Incidentally, everyone seems to think I spend my days in an ivy-covered edifice, seated in a leather club chair reading Dickens. Even when I mention committee meetings, e-mail, and problem patrons, they don’t seem to believe me.

*Green Book Syndrome: “I’m looking for a book. No, I don’t know the title. No, I don’t know who wrote it. No, I don’t know what it’s about. Oh, wait, it had a green cover!”

Librarian manifesto

Brilliant post. About time somebody said it.

You can tell you’re a geek when

You get all excited about new tweaks to PubMed’s searching interface. Over the last couple of years, I’ve gradually come to appreciate PubMed more and more. However, it’s always had its limitations–chief among them that you can’t pick more than one limit in a given category without some really cumbersome searches. It’s also been deficient in the limit choice area. Well, now looks like that’s going to be a thing of the past.

If they would only fix that pesky automatic explode feature, I’d be a very happy camper.

No, we don’t have your textbooks

Money is tight and textbooks, particularly medical textbooks are not cheap. So it makes perfect sense that students try and borrow them from us. I get that; really, I do. What I don’t get are their reactions when you tell them we either don’t have the book or that it’s checked out.

It never seems to occur to the student that if he/she got the bright idea to borrow the class text from the library that it also occurred to the other 49 students in the class.

Sometimes they try and get the name of the person who’s borrowed the book. We never give that out of course, but I’d love to know exactly what the patron is thinking. Is there some sort of a stickup after class? “Let me tell you what’s going to happen. We’re going to walk down to the library right now and you’re going to return that book and I’m going to check it out. Play it my way and nobody gets hurt.” Or do they try appealing to the borrower’s better nature? “Look, I’m eating catfood. You have money. Please, buy your copy and let me borrow yours.” Perhaps they go for a mass violation of copyright and xerox the whole darn thing? Or is there no plan at all?

You have to wonder…

Down, down, down

It never ceases to amaze me how lost everyone (including me) becomes when the Internet is down. When I first started library school, they were still hammering home the need to be able to use the print sources. I don’t disagree with that. But we’re not getting Index Medicus in print anymore so that won’t help me with the patron looking for anything in the past couple of years. And health sciences patrons typically consider anything older than the last five years as prehistoric. Short of sending them toward the periodical stacks and suggesting they start randomly pulling down journals (the last, best hope of the truly desperate), what the heck do you do?

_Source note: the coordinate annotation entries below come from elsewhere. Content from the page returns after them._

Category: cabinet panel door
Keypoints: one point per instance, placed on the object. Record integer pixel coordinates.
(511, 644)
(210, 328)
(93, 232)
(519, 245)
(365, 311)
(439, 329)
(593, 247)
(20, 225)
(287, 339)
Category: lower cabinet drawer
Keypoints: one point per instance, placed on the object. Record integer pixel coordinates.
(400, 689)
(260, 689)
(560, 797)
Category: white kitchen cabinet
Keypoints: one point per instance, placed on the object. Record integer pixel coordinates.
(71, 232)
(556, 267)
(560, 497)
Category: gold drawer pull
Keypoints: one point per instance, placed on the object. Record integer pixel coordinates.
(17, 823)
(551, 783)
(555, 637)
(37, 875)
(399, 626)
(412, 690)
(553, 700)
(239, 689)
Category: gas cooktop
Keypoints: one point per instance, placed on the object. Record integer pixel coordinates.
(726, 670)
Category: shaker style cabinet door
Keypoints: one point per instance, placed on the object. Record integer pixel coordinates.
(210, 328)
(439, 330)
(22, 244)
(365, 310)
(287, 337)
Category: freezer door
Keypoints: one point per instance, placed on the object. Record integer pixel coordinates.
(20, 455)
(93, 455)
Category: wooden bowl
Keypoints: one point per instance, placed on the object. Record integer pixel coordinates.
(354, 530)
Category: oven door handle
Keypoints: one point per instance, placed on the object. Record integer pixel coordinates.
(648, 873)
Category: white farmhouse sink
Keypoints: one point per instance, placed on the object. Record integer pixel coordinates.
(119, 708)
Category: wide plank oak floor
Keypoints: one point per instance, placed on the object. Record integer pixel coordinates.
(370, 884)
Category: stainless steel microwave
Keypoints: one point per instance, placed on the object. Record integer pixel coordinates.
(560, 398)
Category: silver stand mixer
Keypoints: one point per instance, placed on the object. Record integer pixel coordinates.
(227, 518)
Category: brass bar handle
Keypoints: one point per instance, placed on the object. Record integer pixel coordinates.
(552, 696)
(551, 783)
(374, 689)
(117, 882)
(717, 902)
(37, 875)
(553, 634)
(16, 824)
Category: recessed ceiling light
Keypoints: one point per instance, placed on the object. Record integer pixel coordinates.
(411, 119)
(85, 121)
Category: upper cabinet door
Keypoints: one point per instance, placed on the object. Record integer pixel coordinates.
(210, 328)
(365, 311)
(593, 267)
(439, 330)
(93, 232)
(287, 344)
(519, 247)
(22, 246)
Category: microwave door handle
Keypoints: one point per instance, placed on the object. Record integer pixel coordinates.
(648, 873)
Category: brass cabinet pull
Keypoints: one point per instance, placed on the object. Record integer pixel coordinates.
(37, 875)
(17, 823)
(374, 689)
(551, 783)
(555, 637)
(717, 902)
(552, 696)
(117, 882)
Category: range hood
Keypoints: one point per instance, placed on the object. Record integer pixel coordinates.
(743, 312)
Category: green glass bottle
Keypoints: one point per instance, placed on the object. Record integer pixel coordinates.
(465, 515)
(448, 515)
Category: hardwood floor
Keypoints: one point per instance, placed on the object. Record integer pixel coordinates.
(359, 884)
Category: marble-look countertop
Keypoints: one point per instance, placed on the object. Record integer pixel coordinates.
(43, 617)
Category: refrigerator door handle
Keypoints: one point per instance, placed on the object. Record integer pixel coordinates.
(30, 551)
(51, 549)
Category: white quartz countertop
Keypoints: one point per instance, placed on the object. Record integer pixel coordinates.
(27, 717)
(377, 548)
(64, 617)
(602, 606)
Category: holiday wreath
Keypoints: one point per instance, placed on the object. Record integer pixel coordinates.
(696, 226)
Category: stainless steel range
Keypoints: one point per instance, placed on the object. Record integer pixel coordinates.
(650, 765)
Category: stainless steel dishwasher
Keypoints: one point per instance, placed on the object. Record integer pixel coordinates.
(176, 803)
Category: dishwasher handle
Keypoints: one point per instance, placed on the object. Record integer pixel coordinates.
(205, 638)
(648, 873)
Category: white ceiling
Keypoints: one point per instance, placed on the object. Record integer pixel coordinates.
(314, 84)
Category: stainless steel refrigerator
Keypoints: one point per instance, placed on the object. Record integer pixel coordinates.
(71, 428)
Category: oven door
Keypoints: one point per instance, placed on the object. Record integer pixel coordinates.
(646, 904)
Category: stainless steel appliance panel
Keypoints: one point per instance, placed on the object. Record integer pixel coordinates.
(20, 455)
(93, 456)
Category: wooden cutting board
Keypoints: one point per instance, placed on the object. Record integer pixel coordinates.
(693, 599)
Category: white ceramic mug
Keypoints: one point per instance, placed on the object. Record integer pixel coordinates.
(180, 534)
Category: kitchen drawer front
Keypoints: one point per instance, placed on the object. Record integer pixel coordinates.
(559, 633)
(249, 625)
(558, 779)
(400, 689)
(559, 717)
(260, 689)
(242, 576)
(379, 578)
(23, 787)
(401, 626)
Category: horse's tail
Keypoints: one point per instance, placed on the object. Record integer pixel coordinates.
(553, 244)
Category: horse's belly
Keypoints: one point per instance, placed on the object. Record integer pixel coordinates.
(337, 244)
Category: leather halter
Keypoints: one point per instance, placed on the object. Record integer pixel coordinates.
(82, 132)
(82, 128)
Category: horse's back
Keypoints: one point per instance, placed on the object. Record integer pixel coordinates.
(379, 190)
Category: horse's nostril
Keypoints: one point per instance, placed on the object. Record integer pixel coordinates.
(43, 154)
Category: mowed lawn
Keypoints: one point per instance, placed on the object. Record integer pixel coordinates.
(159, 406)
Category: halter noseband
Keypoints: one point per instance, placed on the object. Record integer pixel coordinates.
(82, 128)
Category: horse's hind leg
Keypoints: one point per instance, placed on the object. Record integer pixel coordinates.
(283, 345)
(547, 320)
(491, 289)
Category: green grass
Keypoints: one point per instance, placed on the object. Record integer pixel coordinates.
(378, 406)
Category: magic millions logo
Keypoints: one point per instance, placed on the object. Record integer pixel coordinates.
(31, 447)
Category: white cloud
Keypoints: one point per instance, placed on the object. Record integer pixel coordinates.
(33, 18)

Thankfully it went back up, but honestly, I always feel like I’ve been amputated or something…

Wireless

There are certain types of questions I dread. I do the best I can to answer them, but I have to be honest, when a query gets me deep in the murky waters of business or legal resources, it gets hard for me to hide my panic beneath my neutral face. On the other hand, I imagine there are librarians who have similar reactions to questions about the health sciences… At least with resources outside of my experience, I can either muddle my through (after all a database is a database is a database) or I can contact someone who does know how to finesse their way through Hoover or LegalTrac.

And then there are the tech questions. Now I can change margins, fonts, a page from portrait to landscape, manipulate columns and rows with the best of them, but when I see a patron coming at me with a laptop and a worried look, I start to sweat. Even when the patron is not technically challenged, it’s next to impossible to get an answer from the tech people. Apparently, I am not alone.